Eamon and Sakura — our son and his wife — are staying with us for a few weeks in transit from their two-year stay in Japan to their permanent digs over in San Francisco. They went shopping the other day at the Tokyo Fish Market here in Berkeley. Among other things they brought back from their expedition: an 80-gram bag of Calbee Seaweed & Salt potato chips (“Every time fresh Calbee Potato Chips now have the irresistible full flavor of Seaweed and Salt,” the package says. “Try it and add to your favorite shopping list today”). Calbee’s a Japanese snack food firm that the company history says started in Hiroshima after the war. In 1970, it opened up Calbee America and started marketing its products here; mostly, I imagine, in ethnic food stores like the Tokyo Fish Market.

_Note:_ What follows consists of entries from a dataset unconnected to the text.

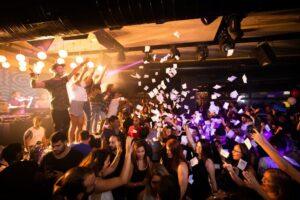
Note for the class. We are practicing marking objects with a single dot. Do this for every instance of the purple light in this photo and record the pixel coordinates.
(115, 71)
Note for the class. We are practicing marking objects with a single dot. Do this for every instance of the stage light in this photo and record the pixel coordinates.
(264, 54)
(60, 61)
(40, 64)
(62, 53)
(2, 59)
(226, 43)
(73, 65)
(175, 54)
(22, 68)
(20, 57)
(100, 68)
(90, 64)
(6, 65)
(234, 27)
(79, 59)
(147, 58)
(42, 55)
(202, 52)
(22, 64)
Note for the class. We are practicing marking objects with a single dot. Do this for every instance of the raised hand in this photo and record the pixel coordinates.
(250, 180)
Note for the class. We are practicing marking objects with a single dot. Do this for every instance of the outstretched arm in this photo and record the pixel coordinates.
(76, 69)
(281, 162)
(34, 83)
(103, 185)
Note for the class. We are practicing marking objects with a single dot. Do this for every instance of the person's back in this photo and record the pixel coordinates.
(62, 157)
(72, 159)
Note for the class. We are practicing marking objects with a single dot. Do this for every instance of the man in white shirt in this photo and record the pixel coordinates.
(34, 134)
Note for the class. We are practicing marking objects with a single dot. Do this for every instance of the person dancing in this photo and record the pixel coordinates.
(57, 88)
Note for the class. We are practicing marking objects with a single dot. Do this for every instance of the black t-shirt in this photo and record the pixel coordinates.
(58, 91)
(72, 159)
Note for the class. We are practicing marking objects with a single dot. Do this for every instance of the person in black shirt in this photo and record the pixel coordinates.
(62, 157)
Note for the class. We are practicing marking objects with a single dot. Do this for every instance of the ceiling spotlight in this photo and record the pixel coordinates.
(22, 68)
(60, 61)
(90, 64)
(62, 53)
(5, 65)
(42, 55)
(226, 43)
(234, 27)
(22, 64)
(20, 57)
(175, 54)
(202, 52)
(2, 59)
(79, 59)
(40, 64)
(147, 49)
(264, 54)
(38, 67)
(73, 65)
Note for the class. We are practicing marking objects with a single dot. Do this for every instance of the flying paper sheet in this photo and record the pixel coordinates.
(234, 94)
(231, 78)
(216, 87)
(136, 75)
(225, 106)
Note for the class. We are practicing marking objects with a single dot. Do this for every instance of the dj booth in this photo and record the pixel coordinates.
(12, 127)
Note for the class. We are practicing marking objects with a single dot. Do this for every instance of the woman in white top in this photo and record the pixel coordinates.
(77, 96)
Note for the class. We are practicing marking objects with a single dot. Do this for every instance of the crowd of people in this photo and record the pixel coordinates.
(108, 147)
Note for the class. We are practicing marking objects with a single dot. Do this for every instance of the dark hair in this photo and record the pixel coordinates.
(12, 153)
(95, 159)
(169, 188)
(58, 136)
(112, 119)
(54, 66)
(176, 149)
(71, 183)
(84, 135)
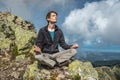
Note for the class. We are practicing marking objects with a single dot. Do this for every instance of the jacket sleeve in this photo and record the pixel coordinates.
(62, 41)
(40, 39)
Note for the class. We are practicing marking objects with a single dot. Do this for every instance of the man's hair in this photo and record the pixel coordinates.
(49, 13)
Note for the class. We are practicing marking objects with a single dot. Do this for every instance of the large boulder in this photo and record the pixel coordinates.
(17, 36)
(116, 70)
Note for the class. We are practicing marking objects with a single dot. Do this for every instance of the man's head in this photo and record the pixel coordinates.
(51, 17)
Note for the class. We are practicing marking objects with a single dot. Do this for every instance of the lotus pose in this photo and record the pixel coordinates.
(48, 39)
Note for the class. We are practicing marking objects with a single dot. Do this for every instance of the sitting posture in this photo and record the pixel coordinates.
(48, 39)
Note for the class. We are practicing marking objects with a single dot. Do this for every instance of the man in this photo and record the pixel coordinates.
(47, 43)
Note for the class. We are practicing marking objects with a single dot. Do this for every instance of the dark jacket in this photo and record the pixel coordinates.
(44, 40)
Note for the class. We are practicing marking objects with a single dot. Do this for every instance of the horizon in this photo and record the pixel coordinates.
(93, 24)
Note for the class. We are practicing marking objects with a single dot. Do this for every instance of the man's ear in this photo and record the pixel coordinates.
(48, 19)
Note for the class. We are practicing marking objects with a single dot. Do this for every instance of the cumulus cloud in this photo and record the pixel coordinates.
(26, 8)
(97, 21)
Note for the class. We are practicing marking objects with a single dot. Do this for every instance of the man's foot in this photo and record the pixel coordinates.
(65, 63)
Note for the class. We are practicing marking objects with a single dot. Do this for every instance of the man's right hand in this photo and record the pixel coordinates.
(37, 50)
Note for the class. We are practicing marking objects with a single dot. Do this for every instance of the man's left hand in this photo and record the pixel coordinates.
(74, 46)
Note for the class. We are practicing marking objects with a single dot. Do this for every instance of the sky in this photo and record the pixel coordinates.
(93, 24)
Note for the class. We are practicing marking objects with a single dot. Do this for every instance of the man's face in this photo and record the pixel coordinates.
(53, 18)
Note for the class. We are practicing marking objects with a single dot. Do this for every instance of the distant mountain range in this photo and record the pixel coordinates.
(100, 58)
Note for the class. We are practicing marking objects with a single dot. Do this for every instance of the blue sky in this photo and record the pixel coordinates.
(93, 24)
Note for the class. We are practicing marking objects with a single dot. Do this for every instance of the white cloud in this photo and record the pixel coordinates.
(96, 19)
(26, 8)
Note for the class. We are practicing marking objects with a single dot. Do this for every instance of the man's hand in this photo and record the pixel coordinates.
(74, 46)
(37, 50)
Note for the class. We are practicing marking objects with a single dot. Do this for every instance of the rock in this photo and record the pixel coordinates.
(32, 72)
(105, 73)
(20, 58)
(116, 70)
(14, 37)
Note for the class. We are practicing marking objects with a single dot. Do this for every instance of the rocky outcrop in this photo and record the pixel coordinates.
(16, 36)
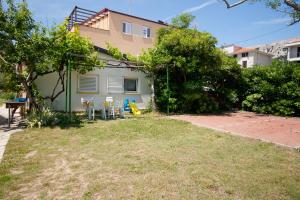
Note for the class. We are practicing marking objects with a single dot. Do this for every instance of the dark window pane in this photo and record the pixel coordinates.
(130, 85)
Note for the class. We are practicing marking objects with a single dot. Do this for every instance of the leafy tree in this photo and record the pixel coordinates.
(28, 50)
(274, 89)
(202, 78)
(183, 21)
(288, 7)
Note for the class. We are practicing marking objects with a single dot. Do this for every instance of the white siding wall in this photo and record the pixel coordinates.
(143, 96)
(46, 84)
(263, 60)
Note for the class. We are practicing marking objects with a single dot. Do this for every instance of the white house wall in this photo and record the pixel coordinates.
(293, 51)
(250, 59)
(263, 60)
(143, 96)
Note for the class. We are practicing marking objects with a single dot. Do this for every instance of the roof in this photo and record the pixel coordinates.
(106, 10)
(246, 50)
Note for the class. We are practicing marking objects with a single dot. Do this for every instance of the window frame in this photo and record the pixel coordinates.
(244, 64)
(79, 91)
(146, 34)
(128, 26)
(246, 54)
(136, 82)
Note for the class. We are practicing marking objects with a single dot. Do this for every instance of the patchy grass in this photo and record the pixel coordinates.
(150, 157)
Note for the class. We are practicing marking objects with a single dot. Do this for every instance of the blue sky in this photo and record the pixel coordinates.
(248, 24)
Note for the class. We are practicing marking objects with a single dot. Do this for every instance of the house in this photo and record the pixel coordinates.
(248, 57)
(293, 48)
(132, 35)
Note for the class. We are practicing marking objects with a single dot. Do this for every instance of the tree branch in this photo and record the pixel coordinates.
(235, 4)
(61, 80)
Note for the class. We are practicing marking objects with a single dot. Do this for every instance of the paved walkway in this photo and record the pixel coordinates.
(278, 130)
(5, 132)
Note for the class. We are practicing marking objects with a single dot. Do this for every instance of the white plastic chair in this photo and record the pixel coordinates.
(88, 103)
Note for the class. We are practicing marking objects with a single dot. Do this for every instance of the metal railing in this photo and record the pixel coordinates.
(79, 15)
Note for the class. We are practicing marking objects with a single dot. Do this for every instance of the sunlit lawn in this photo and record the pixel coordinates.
(150, 157)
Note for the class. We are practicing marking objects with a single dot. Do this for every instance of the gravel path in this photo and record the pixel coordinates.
(5, 132)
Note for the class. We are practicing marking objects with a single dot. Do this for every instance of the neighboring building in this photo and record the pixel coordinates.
(293, 54)
(277, 48)
(248, 57)
(131, 35)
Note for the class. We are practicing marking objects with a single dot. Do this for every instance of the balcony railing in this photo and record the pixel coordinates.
(79, 15)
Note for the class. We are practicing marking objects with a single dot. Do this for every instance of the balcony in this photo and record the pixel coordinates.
(79, 15)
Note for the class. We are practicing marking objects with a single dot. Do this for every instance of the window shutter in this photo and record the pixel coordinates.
(148, 32)
(115, 84)
(88, 83)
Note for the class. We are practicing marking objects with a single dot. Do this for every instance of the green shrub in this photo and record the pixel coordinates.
(7, 95)
(47, 117)
(273, 89)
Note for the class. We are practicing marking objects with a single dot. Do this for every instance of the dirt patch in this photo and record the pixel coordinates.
(279, 130)
(30, 154)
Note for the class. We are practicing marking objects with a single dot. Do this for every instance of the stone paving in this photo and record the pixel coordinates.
(6, 132)
(283, 131)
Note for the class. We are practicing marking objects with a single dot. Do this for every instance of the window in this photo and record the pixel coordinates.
(127, 28)
(146, 32)
(245, 54)
(88, 83)
(130, 85)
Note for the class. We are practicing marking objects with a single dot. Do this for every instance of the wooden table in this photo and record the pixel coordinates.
(13, 105)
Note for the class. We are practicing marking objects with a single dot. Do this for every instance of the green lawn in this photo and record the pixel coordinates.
(150, 157)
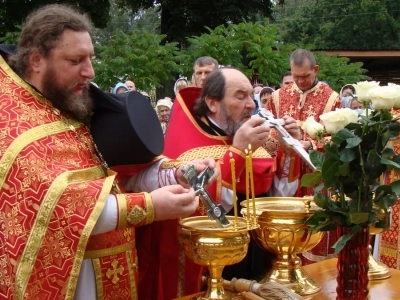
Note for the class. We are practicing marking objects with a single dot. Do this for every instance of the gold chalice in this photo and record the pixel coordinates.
(283, 232)
(378, 270)
(207, 244)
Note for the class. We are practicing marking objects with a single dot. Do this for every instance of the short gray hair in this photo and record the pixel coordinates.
(299, 57)
(205, 61)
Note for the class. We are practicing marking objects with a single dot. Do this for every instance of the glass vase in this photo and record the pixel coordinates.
(352, 266)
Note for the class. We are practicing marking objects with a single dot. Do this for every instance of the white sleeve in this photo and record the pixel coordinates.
(108, 218)
(282, 187)
(148, 179)
(226, 198)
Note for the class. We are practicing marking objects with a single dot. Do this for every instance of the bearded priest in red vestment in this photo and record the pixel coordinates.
(215, 122)
(67, 230)
(304, 98)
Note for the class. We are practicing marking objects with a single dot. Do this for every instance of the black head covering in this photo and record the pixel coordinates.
(125, 128)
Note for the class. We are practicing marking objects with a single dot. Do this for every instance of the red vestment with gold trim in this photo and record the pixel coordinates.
(186, 140)
(389, 244)
(291, 101)
(52, 191)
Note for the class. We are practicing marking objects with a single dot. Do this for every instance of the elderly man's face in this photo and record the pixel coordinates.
(130, 85)
(286, 80)
(237, 105)
(201, 73)
(304, 76)
(163, 112)
(64, 75)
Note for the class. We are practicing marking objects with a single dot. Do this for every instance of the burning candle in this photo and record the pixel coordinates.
(247, 185)
(232, 162)
(252, 180)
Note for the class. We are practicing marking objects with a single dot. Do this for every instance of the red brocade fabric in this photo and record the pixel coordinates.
(52, 191)
(177, 275)
(291, 101)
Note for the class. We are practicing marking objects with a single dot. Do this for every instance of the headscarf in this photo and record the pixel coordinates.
(118, 85)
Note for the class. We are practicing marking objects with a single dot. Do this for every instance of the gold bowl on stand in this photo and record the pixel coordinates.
(378, 270)
(282, 231)
(207, 244)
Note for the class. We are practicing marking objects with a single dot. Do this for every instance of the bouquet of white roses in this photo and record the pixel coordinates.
(353, 159)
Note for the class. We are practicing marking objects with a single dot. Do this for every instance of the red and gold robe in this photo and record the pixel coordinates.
(389, 244)
(52, 191)
(158, 247)
(291, 101)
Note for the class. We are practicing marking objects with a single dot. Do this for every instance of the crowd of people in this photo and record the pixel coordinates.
(89, 212)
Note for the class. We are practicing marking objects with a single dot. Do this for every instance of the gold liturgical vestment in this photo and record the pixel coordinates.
(52, 190)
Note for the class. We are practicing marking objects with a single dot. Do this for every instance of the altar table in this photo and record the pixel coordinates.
(325, 272)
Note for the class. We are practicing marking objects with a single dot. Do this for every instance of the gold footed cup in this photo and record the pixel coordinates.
(378, 270)
(282, 231)
(209, 245)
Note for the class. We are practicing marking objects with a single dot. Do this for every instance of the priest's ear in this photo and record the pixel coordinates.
(36, 61)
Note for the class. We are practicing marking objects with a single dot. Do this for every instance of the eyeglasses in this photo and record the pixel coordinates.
(257, 84)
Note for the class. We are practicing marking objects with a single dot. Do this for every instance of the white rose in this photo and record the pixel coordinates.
(312, 127)
(350, 114)
(383, 97)
(362, 89)
(397, 101)
(338, 119)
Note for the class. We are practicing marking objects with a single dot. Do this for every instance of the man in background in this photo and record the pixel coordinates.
(215, 120)
(306, 97)
(286, 79)
(67, 223)
(202, 67)
(131, 85)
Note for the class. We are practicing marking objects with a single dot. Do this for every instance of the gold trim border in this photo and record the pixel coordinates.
(25, 139)
(149, 208)
(39, 228)
(110, 251)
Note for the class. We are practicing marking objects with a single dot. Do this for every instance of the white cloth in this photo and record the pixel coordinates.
(86, 286)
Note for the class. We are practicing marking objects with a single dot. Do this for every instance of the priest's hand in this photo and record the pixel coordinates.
(173, 201)
(199, 165)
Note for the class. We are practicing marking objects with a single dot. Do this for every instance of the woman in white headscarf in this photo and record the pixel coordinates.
(163, 110)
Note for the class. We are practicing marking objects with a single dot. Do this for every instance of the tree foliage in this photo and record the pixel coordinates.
(139, 57)
(341, 24)
(184, 18)
(14, 12)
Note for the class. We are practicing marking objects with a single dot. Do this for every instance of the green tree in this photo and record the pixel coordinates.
(253, 48)
(181, 19)
(341, 24)
(14, 12)
(138, 56)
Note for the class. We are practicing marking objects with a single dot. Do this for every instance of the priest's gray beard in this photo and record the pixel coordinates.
(228, 125)
(63, 98)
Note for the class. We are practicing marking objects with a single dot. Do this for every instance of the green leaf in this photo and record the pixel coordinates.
(317, 158)
(311, 179)
(341, 242)
(344, 170)
(353, 142)
(347, 155)
(359, 217)
(329, 171)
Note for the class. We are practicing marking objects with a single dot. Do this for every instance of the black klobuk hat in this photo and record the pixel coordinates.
(125, 128)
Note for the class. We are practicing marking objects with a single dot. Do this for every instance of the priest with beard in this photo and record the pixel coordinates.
(215, 121)
(67, 225)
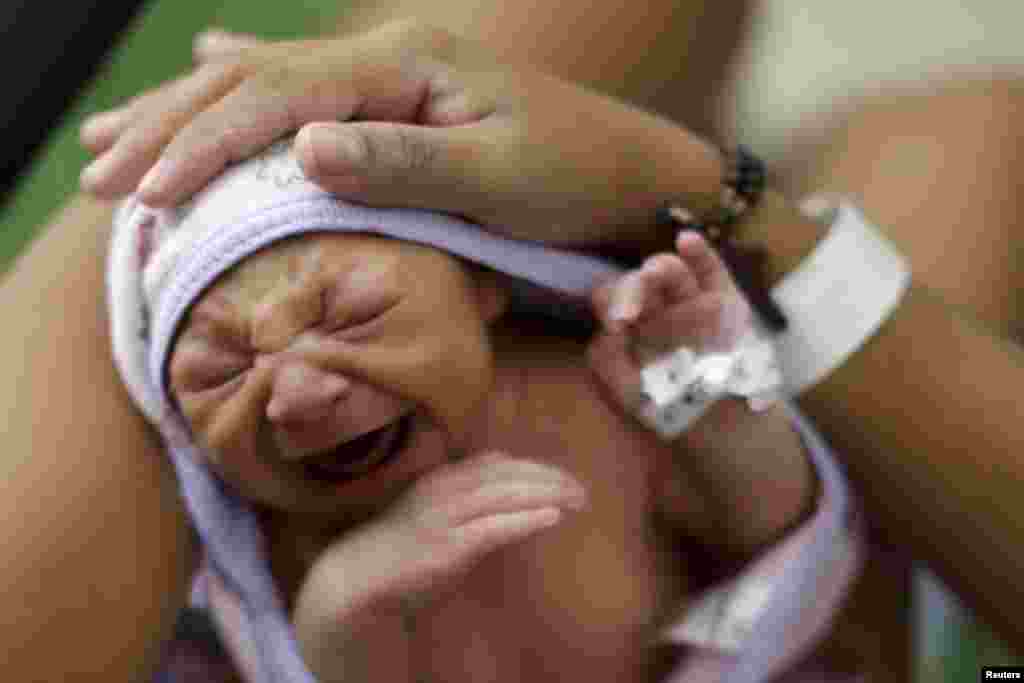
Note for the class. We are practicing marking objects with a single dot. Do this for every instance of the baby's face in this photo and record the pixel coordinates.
(328, 371)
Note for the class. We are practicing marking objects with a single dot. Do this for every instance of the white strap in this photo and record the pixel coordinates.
(838, 297)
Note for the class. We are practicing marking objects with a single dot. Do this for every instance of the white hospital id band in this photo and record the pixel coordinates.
(681, 386)
(838, 297)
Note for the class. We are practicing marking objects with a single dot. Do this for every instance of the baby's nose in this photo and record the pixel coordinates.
(303, 392)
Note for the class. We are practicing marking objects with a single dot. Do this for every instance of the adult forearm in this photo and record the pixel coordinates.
(926, 419)
(92, 534)
(666, 55)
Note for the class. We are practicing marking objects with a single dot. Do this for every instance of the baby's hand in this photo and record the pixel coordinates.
(351, 615)
(685, 299)
(745, 474)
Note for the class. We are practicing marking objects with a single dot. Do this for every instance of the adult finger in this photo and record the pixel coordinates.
(274, 100)
(392, 164)
(141, 136)
(217, 44)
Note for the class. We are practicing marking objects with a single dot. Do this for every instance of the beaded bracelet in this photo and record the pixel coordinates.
(742, 186)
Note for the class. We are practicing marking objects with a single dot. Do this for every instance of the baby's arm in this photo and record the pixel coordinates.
(750, 471)
(354, 617)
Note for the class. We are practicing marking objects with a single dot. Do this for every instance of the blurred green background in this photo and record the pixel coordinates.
(158, 46)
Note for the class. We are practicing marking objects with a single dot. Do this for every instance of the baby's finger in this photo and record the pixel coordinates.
(711, 272)
(671, 278)
(611, 359)
(694, 323)
(477, 471)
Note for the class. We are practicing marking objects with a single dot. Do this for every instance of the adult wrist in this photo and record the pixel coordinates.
(777, 228)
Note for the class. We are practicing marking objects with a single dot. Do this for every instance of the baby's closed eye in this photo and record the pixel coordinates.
(200, 366)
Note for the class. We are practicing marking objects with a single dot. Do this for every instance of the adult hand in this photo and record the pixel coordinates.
(430, 120)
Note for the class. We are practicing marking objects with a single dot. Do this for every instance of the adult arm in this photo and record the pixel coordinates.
(93, 546)
(926, 417)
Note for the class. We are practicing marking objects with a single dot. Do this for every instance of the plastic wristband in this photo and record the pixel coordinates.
(838, 297)
(683, 385)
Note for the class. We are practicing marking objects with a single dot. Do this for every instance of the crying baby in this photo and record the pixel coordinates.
(399, 469)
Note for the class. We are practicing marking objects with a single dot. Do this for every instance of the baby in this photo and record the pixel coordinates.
(353, 380)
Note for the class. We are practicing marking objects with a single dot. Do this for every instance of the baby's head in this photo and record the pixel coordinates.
(301, 341)
(326, 371)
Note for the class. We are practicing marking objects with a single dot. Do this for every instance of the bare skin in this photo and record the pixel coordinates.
(417, 526)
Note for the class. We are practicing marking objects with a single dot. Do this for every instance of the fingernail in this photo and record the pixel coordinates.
(623, 310)
(334, 153)
(153, 182)
(97, 173)
(99, 124)
(548, 517)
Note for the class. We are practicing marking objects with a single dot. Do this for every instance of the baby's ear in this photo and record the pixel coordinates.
(492, 296)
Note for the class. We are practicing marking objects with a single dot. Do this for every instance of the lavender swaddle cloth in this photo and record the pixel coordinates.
(162, 260)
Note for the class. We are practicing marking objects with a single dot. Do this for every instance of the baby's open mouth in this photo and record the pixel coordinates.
(361, 455)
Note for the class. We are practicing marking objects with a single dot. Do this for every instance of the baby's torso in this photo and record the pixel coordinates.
(583, 600)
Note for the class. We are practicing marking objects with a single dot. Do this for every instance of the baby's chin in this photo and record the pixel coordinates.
(416, 445)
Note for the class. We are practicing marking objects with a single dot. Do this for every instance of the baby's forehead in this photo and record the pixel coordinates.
(316, 258)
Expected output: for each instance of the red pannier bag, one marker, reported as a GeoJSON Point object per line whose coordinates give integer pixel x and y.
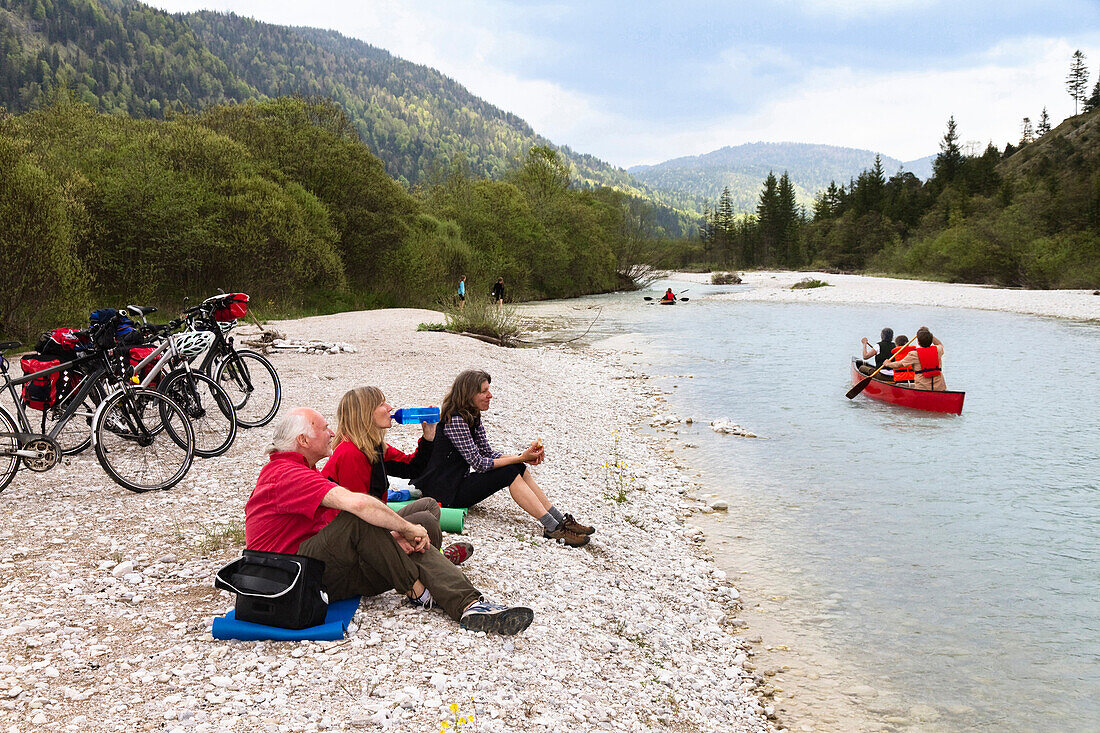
{"type": "Point", "coordinates": [63, 343]}
{"type": "Point", "coordinates": [40, 393]}
{"type": "Point", "coordinates": [234, 306]}
{"type": "Point", "coordinates": [136, 354]}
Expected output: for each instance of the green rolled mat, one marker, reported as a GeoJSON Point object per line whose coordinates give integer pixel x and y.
{"type": "Point", "coordinates": [450, 520]}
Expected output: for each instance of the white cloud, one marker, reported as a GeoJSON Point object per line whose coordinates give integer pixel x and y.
{"type": "Point", "coordinates": [902, 115]}
{"type": "Point", "coordinates": [858, 8]}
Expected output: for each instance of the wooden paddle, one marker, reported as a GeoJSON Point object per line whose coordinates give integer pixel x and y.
{"type": "Point", "coordinates": [867, 380]}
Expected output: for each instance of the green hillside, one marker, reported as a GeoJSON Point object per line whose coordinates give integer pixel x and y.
{"type": "Point", "coordinates": [124, 57]}
{"type": "Point", "coordinates": [1021, 217]}
{"type": "Point", "coordinates": [741, 168]}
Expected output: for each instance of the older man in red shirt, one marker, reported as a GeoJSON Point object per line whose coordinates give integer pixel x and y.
{"type": "Point", "coordinates": [366, 547]}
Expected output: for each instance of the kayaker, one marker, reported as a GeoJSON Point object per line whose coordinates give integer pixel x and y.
{"type": "Point", "coordinates": [902, 374]}
{"type": "Point", "coordinates": [926, 361]}
{"type": "Point", "coordinates": [881, 352]}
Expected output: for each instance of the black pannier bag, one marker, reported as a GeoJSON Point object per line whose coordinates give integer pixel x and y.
{"type": "Point", "coordinates": [42, 392]}
{"type": "Point", "coordinates": [276, 589]}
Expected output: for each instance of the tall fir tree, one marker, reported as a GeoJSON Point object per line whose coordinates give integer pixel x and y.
{"type": "Point", "coordinates": [1077, 80]}
{"type": "Point", "coordinates": [787, 223]}
{"type": "Point", "coordinates": [947, 164]}
{"type": "Point", "coordinates": [1044, 124]}
{"type": "Point", "coordinates": [1026, 133]}
{"type": "Point", "coordinates": [767, 218]}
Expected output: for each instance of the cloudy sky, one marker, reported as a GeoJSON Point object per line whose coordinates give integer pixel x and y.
{"type": "Point", "coordinates": [638, 81]}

For the record: The chips are great. Light. Not too greasy or salty. The seaweed flavor: subtle. Give me more than 80 grams next time.
But the arresting part of the Calbee chips experience for me: The appearance on their label of a cartoon character wearing a sash labeled “Potato.” He’s got an “uh-oh!” sort of expression on his face that seems less confident than you might wish for from a brand spokesman; he bears a cousin-ish relationship to Mr. Peanut, but without the monocular elegance or cane-inspired suggestion of swagger.
I’ve given this way too much thought.